Reprinted with permission by Julius Ruechel, www.grass-fed-solutions.com, all rights reserved.
The expression "you are what you eat" also matters to cattle. Although the difference between a grain-rich and a grass-rich diet has an enormous impact on the digestive processes that cattle use during digestion. And that difference doesn't just stop in the cattle's stomach. It affects their health. And it affects the kind of beef they produce. Which ultimately affects you!
Although beef from a grain-rich diet may look and taste nearly identical to grassfed beef produced on a diet rich in pasture grasses and legumes, the nutritional profiles of grainfed and grassfed beef are very different. And that in turn affects your health, because you are also what you eat...
Digesting Plants: the difference between grass and grain Grain and grass are both natural products, grown in a field. They are even part of the same plant.
We call it grass while the plant in its growing, immature stage. We call it grain once the plant reaches maturity and draws all the nutrients back out of the stalk and leaves in order to produce a seed head.
Even corn, wheat, oats, or barley are grasses if they are grazed before the plant sucks the nutrients out of the stalks and leaves in order to create the seeds.
However, while grass and grain can come from the very same plant, they are harvested (by the grazing cow or by humans) at very different stages of the plant’s maturity. This difference in plant maturity at harvest has an enormous impact on cattle digestion.
Cattle evolved to take advantage of grass. Their rumen (the first of their four stomach chambers) is filled with microbes and enzymes specifically designed to break down the tough cellulose structure of grass, allowing cattle to extract proteins and carbohydrates from grass.
You or I would starve to death if we tried to eat grass. Our stomachs were not designed to deal with cellulose. But a cow is a cellulose-busting machine, perfectly tuned to be able to turn grass into energy, fat, and meat.
Cows did not, however, evolve to live on grain. Grain requires a completely different set of enzymes for digestion and a completely different digestive process to unlock the nutrients contained inside the grain.
The grass-digesting microbes in the cow’s stomach are not able to crack the tough outer shell of grain and extract the nutrients from it. That requires a totally different set of microbes, which are only present in tiny proportions in the cow’s stomach and are largely inactive while the cow is on a diet low in grain.
Historically, when cattle only consumed a few seeds while grazing, the majority of these seeds would pass through the cow’s stomach largely undigested since the grain-processing microbes were so rare and largely inactive.
The grass seed, however, benefited from the journey through the cow’s digestive system because the seed hull was somewhat softened by floating around inside the cow’s juicy fermentation brew inside the rumen, making germination that much easier when the seed finally came out the other end of the cow.

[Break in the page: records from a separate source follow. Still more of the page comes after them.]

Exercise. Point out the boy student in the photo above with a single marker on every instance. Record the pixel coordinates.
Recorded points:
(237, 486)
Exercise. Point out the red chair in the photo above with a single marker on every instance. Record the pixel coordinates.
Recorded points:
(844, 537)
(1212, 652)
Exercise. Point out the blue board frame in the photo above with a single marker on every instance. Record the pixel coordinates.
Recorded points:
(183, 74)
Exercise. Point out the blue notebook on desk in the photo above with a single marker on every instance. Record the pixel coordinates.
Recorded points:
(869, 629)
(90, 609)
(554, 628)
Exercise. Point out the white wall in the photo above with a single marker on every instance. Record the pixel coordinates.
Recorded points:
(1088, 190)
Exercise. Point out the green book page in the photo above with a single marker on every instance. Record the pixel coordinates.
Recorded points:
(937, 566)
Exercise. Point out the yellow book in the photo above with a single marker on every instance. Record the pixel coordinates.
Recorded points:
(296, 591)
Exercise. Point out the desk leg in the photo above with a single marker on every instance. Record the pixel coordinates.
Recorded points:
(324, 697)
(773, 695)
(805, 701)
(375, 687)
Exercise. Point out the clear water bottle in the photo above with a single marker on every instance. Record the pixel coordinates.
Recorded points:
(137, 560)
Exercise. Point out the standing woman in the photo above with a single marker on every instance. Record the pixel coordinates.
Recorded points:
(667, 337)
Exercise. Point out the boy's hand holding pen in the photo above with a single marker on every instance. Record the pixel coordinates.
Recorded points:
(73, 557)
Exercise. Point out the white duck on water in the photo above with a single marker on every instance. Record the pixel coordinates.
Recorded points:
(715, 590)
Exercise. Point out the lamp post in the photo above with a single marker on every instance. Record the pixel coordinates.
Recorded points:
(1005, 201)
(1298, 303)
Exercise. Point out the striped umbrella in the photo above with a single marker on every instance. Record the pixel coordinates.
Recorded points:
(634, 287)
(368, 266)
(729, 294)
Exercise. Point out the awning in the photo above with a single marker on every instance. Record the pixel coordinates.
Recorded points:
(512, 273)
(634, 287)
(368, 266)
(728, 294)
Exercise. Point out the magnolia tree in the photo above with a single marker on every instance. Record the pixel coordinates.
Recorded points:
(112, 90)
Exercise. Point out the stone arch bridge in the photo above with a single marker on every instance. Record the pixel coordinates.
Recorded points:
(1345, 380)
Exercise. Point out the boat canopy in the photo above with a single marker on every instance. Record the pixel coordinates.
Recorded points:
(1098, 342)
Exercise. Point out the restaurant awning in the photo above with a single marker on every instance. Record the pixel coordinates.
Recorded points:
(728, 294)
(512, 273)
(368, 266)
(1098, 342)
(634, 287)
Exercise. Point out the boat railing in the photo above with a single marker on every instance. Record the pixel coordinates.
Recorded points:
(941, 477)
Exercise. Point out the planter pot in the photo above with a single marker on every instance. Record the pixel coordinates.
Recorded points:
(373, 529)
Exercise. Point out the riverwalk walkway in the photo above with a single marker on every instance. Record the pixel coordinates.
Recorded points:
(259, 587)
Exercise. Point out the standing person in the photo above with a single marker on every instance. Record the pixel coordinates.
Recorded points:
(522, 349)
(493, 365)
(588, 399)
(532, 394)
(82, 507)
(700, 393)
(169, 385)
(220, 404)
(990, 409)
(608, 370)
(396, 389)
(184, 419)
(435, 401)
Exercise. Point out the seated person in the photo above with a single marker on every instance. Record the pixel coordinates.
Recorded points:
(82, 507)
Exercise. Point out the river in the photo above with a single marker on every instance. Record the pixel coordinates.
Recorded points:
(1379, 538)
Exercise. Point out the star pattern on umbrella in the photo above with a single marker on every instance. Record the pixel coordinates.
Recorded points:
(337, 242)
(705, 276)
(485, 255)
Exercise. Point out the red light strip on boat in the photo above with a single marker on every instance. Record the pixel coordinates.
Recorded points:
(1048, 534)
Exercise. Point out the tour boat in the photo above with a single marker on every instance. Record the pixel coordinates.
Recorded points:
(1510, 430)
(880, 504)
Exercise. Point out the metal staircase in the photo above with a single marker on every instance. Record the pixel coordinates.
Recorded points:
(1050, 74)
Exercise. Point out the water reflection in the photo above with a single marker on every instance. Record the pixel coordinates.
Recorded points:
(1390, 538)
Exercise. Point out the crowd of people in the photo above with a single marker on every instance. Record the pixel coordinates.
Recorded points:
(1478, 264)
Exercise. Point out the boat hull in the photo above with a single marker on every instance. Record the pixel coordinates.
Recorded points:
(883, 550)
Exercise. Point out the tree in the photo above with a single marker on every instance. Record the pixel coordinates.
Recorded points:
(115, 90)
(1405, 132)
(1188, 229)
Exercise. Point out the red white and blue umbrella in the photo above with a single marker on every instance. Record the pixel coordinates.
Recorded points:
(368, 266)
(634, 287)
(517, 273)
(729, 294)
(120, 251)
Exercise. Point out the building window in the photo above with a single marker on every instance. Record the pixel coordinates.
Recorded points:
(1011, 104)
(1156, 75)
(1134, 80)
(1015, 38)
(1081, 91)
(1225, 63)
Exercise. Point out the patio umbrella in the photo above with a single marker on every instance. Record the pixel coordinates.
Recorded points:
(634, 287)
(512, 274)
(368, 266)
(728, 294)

And, once that seed hit the ground and started to germinate, it was already surrounded by the perfect fertilizer mix, thereby dramatically increasing the seed’s growth potential.
It was a perfect mutually-beneficial relationship between cattle and grass - grass provided food for cattle in exchange for cattle helping plant the seeds for the next generation of grass.

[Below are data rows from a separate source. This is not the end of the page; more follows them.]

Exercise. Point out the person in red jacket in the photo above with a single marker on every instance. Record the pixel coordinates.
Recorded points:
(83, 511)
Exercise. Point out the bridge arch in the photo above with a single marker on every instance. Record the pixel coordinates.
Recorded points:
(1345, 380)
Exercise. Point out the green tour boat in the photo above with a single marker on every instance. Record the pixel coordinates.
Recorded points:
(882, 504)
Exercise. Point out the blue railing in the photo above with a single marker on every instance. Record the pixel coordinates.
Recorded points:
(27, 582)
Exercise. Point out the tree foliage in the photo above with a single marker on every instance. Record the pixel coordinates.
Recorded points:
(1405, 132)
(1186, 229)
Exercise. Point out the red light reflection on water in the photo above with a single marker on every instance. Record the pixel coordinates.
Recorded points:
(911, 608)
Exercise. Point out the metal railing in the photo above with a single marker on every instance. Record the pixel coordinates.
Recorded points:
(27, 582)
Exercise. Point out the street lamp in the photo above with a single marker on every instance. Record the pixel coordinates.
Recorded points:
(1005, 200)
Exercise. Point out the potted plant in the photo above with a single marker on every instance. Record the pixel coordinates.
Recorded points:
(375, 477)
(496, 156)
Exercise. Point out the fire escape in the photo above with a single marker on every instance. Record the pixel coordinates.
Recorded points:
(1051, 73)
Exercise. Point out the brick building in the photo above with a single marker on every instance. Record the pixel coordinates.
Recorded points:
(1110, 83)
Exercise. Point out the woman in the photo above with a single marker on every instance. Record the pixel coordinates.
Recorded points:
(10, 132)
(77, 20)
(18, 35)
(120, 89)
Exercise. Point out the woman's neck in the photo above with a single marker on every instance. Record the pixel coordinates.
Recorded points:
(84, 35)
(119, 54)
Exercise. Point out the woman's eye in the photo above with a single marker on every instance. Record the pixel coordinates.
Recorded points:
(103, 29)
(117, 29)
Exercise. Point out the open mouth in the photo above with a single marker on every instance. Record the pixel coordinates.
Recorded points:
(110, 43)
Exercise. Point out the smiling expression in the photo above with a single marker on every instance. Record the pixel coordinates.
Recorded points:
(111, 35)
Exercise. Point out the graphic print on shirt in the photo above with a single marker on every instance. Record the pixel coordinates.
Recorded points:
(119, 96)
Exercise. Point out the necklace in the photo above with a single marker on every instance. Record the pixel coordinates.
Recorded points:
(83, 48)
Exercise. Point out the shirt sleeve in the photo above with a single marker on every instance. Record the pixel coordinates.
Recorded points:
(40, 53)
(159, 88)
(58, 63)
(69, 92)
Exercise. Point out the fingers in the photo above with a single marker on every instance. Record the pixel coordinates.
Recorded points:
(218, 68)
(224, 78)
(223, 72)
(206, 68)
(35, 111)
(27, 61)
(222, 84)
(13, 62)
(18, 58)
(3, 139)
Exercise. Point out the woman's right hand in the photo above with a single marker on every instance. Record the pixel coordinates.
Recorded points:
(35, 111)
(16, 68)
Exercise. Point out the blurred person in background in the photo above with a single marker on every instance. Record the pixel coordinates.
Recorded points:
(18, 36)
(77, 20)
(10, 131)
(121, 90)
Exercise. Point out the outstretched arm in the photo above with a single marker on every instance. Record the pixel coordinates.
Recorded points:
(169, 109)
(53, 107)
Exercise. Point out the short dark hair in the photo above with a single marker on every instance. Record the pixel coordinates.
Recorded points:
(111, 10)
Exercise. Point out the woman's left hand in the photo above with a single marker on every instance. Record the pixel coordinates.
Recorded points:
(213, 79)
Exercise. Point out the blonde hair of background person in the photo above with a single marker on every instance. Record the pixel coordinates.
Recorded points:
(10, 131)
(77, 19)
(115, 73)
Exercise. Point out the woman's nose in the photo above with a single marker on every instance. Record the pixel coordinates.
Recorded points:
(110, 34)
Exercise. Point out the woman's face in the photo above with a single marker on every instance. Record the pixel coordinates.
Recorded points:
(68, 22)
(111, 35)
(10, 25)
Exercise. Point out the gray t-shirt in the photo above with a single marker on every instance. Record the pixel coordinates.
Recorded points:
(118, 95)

What happens when the cow's rumen switches from grass to grain digestion
Remarkably, cattle are able to switch between the grass-digesting microbes and the grain-digesting microbes in their stomachs. But while either set of microbes can dominate the digestive process, they cannot both thrive simultaneously. Grass and grain cannot both be properly digested at the same time.
The switch from predominantly grass digestion to predominantly grain digestion happens automatically depending on whether grass or grain is the dominant part of the cow’s diet.
When grass is the main ingredient, the grass-fermentation process causes the cow’s stomach acidity to remain almost neutral at a pH of 6.4. But when grain becomes a large part of a cow’s diet, the grain-digesting microbes multiply substantially in the cow's stomach.